Aleigha is there, repeating the same few words, “Are you all right? Should I call for help?” When I don’t answer, she places her cold fingers on my arm. Her dark eyes meet mine.
A nervous laugh escapes my lips and I shake my head. Color returns to my face as my heart resumes a less frantic pace. I pat her hand and pull away. “I’m fine.”
“Are you sure?” She doesn’t believe me.
“Yeah,” offering a fake smile, I come up with a fast explanation that sounds possible. “There was a spider on my desk. I didn’t see it until it crawled onto the keyboard.” OK, the story doesn’t make sense, but it’s enough to explain why I threw my laptop across the floor. Maybe. If she was two-years-old.
Aleigha’s face scrunches up as she wrings her fingers. “I hate spiders.” She says the words like she wants to believe me.

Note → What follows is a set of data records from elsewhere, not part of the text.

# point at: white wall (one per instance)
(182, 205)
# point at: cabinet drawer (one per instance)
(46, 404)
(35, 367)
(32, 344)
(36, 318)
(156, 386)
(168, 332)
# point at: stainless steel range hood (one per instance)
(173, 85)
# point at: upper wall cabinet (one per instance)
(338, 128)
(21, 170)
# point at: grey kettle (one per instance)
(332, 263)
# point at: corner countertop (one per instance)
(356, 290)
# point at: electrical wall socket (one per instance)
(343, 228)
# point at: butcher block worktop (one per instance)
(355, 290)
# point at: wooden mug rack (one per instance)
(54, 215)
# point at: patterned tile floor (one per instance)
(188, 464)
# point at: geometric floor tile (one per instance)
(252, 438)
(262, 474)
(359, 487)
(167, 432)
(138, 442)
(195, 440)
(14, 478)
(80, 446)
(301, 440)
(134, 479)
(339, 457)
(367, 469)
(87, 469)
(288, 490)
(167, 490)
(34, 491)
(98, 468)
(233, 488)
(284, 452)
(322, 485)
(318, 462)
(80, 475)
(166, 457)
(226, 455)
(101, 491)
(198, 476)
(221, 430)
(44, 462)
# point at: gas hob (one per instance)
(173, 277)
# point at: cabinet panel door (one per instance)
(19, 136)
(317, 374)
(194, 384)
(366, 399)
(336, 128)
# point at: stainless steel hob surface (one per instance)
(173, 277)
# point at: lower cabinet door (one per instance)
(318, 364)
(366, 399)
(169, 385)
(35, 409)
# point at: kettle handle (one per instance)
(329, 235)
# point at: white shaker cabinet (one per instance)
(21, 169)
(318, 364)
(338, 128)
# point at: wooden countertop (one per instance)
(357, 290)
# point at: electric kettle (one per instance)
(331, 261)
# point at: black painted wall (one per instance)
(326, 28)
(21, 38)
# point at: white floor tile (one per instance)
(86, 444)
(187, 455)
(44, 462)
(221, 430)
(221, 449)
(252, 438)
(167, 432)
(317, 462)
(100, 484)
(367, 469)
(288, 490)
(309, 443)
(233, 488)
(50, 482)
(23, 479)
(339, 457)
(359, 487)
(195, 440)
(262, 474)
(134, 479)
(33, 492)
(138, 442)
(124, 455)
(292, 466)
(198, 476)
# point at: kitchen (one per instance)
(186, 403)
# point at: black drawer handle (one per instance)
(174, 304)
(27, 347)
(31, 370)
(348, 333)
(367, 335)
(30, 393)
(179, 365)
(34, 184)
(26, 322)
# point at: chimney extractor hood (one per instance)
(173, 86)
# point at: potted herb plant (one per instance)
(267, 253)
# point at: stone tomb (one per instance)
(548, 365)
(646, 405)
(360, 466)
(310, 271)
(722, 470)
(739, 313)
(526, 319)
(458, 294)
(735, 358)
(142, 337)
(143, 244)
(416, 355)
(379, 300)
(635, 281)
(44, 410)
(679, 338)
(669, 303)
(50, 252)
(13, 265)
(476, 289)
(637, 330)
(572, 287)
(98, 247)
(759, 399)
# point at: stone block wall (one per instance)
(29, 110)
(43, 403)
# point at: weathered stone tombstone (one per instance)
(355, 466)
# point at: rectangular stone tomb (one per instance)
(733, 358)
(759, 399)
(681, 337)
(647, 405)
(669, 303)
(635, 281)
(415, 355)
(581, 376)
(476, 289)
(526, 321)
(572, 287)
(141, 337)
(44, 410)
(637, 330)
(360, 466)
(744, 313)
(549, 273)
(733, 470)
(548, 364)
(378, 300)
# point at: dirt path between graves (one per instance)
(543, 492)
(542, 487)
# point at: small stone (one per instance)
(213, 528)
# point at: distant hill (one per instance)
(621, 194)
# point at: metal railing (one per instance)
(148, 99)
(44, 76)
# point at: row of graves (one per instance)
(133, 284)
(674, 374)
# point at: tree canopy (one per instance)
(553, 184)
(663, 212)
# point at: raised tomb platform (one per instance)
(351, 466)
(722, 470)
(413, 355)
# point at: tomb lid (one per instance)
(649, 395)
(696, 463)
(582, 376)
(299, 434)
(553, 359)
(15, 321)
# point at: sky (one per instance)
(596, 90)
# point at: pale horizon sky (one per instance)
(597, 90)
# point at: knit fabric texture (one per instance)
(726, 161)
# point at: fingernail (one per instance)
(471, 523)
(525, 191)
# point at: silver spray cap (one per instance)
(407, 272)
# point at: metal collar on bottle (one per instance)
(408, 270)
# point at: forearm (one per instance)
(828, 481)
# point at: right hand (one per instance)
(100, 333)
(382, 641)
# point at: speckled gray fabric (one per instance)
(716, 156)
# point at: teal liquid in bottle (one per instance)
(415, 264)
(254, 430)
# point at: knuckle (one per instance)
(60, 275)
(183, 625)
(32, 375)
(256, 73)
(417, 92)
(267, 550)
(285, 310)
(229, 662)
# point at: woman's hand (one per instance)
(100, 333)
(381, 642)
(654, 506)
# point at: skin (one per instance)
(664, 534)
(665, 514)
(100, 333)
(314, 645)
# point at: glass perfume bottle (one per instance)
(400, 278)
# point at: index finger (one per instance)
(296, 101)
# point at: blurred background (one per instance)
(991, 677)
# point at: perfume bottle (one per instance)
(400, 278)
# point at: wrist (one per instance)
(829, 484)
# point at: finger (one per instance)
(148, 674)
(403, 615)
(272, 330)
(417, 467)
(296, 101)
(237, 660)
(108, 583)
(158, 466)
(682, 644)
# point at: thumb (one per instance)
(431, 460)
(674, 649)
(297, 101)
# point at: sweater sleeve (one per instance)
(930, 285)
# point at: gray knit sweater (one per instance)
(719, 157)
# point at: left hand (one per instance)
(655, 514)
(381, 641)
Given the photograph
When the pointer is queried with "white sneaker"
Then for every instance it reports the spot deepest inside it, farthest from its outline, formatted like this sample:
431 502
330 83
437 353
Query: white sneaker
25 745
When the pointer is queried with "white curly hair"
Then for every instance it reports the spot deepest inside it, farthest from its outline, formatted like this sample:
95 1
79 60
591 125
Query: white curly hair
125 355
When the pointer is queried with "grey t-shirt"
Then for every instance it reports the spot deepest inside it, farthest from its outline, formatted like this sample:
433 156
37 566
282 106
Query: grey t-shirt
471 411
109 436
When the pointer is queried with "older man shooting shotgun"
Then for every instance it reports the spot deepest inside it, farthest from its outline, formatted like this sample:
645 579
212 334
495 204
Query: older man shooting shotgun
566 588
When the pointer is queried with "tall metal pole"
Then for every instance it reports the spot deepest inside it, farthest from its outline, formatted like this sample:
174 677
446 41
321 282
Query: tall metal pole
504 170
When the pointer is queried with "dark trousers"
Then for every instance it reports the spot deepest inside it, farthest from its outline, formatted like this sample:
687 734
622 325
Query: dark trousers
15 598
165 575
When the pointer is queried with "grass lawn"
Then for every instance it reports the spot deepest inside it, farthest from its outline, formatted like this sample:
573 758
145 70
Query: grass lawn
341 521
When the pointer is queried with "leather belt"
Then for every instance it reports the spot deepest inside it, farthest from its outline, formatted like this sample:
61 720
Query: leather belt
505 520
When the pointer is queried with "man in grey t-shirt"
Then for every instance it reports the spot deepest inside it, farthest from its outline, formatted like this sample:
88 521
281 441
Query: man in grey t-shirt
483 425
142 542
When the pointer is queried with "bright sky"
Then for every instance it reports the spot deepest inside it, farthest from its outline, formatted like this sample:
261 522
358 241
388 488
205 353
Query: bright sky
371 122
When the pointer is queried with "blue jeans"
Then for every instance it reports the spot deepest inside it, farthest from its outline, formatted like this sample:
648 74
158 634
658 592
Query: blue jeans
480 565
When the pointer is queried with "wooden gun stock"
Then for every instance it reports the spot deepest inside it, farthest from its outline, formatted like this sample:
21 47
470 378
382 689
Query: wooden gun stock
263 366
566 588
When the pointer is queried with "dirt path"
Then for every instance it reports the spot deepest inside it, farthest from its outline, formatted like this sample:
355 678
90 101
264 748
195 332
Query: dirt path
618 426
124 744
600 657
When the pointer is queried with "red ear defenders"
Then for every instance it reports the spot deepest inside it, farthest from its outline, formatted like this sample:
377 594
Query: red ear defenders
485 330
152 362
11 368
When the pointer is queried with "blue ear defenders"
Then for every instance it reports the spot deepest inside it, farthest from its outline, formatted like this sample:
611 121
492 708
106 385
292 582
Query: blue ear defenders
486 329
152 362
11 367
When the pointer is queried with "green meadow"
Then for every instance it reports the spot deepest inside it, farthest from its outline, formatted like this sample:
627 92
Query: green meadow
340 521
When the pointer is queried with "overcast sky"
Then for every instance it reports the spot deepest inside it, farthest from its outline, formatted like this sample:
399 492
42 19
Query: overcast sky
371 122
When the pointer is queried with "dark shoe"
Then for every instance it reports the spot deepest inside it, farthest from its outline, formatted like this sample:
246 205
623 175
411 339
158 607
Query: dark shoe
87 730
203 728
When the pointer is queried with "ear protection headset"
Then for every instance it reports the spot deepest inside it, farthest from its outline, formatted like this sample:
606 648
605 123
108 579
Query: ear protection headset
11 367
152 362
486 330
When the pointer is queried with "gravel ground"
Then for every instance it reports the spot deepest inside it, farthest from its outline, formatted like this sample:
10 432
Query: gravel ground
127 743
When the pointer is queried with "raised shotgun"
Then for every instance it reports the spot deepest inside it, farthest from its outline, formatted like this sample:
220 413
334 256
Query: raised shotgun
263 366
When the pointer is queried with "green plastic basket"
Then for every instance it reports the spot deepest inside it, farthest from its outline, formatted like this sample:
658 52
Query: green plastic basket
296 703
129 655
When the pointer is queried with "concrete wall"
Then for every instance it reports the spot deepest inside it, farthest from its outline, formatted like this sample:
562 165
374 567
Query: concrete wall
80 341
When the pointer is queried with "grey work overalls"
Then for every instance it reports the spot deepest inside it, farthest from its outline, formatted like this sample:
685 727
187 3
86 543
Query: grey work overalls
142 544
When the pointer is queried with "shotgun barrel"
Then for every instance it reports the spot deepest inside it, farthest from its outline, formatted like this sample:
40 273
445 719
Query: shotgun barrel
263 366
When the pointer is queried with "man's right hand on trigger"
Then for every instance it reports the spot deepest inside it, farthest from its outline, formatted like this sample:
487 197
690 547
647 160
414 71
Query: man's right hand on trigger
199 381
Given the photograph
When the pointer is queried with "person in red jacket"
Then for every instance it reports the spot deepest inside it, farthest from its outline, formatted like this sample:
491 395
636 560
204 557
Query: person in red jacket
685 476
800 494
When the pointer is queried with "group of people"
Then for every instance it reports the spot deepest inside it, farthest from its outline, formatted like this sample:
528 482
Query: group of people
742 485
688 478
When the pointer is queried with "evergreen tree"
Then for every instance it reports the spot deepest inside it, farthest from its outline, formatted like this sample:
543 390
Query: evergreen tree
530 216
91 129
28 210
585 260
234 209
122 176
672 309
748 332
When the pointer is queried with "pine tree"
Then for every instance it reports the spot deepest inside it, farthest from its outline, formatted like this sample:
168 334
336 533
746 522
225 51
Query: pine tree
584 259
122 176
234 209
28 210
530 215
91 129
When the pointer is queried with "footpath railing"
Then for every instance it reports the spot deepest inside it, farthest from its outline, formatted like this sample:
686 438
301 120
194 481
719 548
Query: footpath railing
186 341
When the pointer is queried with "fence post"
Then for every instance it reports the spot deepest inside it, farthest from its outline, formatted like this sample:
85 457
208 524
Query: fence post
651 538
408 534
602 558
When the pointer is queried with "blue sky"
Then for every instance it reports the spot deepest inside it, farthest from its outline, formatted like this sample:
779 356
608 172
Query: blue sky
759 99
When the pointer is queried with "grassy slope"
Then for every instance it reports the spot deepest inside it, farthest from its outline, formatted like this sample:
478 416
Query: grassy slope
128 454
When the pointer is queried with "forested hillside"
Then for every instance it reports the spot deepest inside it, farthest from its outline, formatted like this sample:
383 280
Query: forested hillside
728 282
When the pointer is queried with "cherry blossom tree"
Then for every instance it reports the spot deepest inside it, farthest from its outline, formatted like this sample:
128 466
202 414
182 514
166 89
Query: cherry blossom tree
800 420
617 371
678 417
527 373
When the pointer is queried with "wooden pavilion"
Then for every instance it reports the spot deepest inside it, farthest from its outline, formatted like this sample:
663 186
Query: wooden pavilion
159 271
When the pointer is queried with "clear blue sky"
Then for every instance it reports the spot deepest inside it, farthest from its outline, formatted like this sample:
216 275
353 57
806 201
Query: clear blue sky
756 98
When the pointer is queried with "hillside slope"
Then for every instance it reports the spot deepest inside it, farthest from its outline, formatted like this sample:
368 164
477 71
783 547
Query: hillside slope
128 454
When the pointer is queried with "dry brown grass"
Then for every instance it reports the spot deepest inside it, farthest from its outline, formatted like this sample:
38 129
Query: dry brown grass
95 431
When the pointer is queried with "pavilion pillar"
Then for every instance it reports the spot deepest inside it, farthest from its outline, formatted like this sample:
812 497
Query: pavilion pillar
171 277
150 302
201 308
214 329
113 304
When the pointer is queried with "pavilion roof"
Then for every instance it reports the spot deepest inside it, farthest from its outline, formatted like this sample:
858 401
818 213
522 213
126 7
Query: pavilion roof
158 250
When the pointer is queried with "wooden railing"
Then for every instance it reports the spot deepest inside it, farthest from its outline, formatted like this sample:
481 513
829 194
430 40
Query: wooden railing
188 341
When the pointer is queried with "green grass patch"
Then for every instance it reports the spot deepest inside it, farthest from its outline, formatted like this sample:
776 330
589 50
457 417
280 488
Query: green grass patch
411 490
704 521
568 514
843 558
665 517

The entire class is watching the exchange. Every set of eyes turned from their sketchbooks, watching their teacher go insane.
Act normal. Another high-pitched plastic laugh escapes my lips. I shiver again and rub my palms over my arms. “Me too. I was so enthralled in what I was doing that it crawled across my hand. I didn’t see it. When I jerked away, my laptop went flying.” I glance around the room and give a girlish shrug. A few male students laugh it off, but Aleigha knows I’m lying.
She doesn’t press me. Instead, she picks up my computer off the floor. The screen is intact, but it’s gone dark. “Let me see if I can reboot this for you. It’s possible the fall broke something. Do you have a solid state hard-drive?”
I shrug, unable to find my voice. As she begins reviving the computer, the bell rings.
I repress all emotion, shoot up my stone walls around my heart in a blink, and bark out reminders for their parents to check Facebook for the invite to their Spring art show. “End of year awards will be given. And food!”
“They’re already gone.” Vi Trinka rounds the door. I hear the clink of her heels before I see her face. She hurries over to me. She’s about my age and considers herself a catch. Plastic boobs, a trim waist, a bit of Botox in the right places, and silky black hair make it difficult to tell her exact age. But I know we’re both forty years old. Tight-fitting clothing hugs her thin Italian frame, an oxymoron since she loves to eat, but loves showing off that narrow waist.
We’re supposed to have lunch. The woman has a sixth sense and can tell something’s wrong. “What happened here? Nonni Spingoli is like screaming in my ear that something is batshit crazy right now.”
Nonni is her great grandmother who came over from Italy in the early 1900s. Vi never met her but swears the woman haunts her, tells her things. Nonni’s first appearance coincides with the accident. Vi was driving and Zara was on the passenger side. The right side of the car was decimated. Zara died instantly. Vi survived with a few stitches and a lot of heartaches which she combats with men and being haunted by Nonni.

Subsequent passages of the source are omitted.